APPLYING AN IMPACT LENS TO ALL WE DO

Our Foundation is committed to the advancement of sustainable enterprises with demonstrable positive impacts as well as greater community awareness of and commitment to those enterprises.

 

Focus on all potential impacts

We visited 2030 with the Institute For The Future and global changemakers around the world. The state of the world – of humanity – in 2030 starkly revealed the interconnectedness of social and environmental impact, of social and business entrepreneurship, along with an imperative to think and act around all of these — to think in terms of impact within and upon the entire ecosystem. So we re-oriented. No more siloes. Only interconnected systems. We now apply an impact lens to all that we do, enacting and supporting policies and initiatives that reflect the Foundation’s impact mission. The language we use, the partners with whom we work, the relationships we nurture, the investments we make, are all aimed at maximizing positive impacts and minimizing negative.

 

Think ecosystems and systems

We amplified our ecosystems perspective and intensified our focus on entrepreneurs and organizations who are ecosystem-changing innovators — game changing entrepreneurs rather than organizations engaged in social service delivery, as critical as we know those to be.

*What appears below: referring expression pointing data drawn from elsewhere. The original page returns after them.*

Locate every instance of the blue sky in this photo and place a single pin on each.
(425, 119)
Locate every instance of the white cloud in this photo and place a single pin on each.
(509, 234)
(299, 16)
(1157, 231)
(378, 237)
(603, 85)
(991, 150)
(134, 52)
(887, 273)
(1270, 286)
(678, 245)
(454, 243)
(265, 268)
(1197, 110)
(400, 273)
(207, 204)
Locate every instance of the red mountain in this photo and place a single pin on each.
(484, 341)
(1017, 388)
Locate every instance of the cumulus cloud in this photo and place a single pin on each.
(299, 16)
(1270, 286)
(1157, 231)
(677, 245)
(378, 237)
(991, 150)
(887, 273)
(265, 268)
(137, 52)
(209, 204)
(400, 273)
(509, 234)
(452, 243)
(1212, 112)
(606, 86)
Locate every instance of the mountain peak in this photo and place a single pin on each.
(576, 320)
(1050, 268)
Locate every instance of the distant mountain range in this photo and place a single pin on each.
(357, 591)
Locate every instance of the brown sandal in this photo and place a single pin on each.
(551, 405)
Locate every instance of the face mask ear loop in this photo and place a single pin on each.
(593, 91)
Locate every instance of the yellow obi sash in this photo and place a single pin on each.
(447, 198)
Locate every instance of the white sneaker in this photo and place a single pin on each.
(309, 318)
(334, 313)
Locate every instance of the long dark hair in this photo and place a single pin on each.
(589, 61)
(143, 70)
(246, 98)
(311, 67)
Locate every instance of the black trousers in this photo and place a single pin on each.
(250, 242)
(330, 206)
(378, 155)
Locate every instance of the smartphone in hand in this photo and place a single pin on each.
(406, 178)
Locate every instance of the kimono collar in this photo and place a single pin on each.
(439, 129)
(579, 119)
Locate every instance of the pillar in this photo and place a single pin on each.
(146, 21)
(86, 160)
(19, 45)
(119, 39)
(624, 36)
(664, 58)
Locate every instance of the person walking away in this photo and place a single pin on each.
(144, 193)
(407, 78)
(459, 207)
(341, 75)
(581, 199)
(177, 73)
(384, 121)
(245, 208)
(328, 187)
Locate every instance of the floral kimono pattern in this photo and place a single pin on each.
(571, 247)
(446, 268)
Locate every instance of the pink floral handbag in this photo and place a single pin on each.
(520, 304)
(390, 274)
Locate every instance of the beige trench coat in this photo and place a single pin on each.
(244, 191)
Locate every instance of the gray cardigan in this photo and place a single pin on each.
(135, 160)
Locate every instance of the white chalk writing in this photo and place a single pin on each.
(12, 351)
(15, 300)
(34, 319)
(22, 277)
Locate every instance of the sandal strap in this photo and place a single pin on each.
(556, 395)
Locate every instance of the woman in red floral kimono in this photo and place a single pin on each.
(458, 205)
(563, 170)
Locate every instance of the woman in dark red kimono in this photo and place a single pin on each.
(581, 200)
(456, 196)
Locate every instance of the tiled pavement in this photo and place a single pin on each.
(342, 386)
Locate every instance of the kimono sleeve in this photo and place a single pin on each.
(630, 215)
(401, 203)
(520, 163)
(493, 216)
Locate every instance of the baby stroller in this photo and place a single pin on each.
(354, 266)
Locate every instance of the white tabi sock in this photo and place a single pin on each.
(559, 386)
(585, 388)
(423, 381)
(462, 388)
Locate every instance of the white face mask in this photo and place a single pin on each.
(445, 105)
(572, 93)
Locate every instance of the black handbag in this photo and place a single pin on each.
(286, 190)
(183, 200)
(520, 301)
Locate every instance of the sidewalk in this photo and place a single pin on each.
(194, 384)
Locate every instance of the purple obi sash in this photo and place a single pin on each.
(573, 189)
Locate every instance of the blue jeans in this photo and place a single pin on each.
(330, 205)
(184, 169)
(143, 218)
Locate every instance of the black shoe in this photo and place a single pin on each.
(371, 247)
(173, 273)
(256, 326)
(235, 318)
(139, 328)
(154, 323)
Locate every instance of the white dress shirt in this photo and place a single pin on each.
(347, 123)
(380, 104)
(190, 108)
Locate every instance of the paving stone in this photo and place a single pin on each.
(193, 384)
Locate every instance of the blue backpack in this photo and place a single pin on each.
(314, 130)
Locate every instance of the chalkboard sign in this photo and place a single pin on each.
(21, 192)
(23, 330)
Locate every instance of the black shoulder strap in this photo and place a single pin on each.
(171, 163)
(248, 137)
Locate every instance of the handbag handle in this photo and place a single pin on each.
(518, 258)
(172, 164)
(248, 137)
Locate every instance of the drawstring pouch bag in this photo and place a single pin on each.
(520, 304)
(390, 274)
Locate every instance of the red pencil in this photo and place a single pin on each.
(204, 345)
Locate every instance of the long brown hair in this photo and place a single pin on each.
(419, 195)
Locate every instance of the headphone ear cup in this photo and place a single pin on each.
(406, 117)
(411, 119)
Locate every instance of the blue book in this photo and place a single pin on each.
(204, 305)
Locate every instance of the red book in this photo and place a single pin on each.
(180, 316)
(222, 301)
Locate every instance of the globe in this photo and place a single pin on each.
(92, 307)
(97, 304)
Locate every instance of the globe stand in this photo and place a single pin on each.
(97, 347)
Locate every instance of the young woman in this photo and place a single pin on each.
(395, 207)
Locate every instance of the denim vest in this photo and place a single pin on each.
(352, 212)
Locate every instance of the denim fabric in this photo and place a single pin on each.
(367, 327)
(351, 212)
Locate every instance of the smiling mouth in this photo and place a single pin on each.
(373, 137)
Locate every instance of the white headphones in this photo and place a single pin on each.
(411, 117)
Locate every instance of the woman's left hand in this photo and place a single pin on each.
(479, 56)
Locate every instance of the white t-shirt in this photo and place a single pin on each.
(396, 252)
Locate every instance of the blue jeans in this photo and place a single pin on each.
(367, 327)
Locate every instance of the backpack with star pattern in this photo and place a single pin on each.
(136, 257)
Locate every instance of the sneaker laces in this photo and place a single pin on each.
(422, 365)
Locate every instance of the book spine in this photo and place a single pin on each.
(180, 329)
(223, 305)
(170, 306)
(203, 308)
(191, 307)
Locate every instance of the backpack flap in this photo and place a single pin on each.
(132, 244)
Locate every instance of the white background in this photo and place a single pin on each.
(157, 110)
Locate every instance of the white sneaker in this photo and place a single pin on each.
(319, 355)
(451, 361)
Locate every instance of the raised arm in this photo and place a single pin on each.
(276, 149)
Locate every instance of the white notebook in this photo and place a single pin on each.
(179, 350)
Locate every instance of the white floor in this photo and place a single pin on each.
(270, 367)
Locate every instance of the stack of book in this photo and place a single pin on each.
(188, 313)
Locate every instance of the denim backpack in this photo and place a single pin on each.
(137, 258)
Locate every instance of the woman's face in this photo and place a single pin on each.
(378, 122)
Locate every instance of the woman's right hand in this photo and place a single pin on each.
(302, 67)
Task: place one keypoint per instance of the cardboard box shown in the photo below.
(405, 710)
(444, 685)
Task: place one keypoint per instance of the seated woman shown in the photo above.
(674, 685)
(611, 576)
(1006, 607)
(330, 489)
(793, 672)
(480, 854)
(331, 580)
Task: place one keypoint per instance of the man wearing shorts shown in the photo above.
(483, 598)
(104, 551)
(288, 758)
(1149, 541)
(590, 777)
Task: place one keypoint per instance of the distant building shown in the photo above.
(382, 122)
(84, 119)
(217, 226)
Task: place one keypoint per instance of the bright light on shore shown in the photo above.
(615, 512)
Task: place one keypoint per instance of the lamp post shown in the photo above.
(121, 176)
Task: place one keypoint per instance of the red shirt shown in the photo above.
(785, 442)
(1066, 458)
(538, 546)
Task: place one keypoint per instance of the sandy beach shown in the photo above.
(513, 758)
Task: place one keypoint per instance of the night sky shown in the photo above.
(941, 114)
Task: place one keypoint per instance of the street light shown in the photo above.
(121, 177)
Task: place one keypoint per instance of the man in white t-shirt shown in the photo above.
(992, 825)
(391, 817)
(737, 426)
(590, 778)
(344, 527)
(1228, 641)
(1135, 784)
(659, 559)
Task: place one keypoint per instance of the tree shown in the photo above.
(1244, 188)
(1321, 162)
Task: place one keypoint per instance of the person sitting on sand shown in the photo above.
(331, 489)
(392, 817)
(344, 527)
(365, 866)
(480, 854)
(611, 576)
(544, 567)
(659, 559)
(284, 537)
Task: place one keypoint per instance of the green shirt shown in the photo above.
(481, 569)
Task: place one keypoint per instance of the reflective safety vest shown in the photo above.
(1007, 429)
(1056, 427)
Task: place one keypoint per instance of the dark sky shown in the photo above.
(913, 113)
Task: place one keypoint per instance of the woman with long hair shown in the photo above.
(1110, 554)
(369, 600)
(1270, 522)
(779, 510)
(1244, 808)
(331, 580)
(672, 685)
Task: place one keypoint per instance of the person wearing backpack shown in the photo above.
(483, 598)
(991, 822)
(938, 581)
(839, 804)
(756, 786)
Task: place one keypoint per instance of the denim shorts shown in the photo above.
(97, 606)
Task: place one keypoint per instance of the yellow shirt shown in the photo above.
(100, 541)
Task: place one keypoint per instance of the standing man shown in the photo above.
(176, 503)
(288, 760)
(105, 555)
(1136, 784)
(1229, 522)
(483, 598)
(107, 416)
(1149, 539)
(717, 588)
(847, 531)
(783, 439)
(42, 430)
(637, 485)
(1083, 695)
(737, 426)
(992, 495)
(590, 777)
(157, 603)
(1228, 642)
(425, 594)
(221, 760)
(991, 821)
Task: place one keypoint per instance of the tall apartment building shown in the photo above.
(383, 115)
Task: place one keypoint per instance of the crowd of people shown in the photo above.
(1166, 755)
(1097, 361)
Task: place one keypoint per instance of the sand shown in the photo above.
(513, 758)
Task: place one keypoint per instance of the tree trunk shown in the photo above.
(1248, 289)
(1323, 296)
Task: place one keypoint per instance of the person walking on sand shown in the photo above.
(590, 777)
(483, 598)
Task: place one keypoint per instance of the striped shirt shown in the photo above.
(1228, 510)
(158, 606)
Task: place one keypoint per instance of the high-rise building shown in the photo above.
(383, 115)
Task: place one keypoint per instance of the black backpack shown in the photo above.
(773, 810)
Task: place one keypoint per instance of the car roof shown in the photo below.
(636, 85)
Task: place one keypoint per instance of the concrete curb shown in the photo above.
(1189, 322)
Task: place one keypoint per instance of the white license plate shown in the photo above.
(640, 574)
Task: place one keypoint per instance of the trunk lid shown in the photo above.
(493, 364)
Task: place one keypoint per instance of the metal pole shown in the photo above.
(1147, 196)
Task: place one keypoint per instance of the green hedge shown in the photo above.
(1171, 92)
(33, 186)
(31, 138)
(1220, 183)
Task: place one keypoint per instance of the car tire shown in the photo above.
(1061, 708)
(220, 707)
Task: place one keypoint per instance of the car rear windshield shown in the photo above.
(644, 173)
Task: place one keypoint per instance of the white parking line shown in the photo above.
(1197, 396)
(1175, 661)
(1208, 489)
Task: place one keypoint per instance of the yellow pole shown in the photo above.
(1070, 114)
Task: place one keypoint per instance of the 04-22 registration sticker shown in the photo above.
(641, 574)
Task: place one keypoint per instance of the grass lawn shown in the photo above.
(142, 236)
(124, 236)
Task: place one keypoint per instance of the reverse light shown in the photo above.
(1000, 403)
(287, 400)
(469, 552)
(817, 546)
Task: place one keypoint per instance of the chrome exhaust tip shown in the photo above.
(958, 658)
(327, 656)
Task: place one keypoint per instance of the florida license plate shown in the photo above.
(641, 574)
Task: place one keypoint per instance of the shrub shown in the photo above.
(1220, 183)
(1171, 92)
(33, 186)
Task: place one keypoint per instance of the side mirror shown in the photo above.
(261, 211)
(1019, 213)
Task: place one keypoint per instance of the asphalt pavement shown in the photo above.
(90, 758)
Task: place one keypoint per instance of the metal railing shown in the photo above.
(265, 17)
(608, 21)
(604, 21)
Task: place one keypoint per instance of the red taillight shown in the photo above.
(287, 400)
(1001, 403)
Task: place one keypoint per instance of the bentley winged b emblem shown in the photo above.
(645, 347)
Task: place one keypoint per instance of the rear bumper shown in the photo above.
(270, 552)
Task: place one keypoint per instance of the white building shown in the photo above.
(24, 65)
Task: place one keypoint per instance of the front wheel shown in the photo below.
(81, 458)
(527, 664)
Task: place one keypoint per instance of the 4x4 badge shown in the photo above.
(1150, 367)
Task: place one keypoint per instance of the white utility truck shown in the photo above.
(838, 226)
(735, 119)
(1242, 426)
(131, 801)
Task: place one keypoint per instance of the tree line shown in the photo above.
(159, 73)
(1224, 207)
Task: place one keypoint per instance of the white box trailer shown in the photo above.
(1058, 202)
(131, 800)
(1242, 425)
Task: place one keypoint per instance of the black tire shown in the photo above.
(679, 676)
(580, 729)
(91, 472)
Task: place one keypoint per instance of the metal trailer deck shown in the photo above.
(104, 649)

Our Foundation has always been intent on supporting risk takers and innovators, but going forward we channel our support toward paradigm-shifting initiatives with high potential for amplified impact on a massive scale — either by replication orf the concept or methodology, or the organization’s own capacity to scale up.

 

Seek positive impacts across all asset classes

We assess all assets in our investment portfolio for positive and negative impacts. For example, we ensure our investment in bonds must be innovative, impactful systems-changing initiatives, directed at education, water and food security, natural disaster preparedness, affordable housing and renewable energy to underserved populations.

 

Assess returns on investments multidimensionally

We aim to apply impact criteria to assessing our returns on investment, asking additional piercing questions of fund managers and companies in which we invest to optimize positive social, environmental and governance impact without sacrificing financial returns. As one key measure of a company’s putting into practice any positive social impact, we want to know what percentages of their board and senior management teams are women or other minorities.

 

Aim to do no further harm

We apply a “do no further harm” lens to all grant making and investments. This lens guards against the possibility that in supporting an initiative in one part of the global ecosystem, we are not inadvertently creating negative social or environmental impacts in another.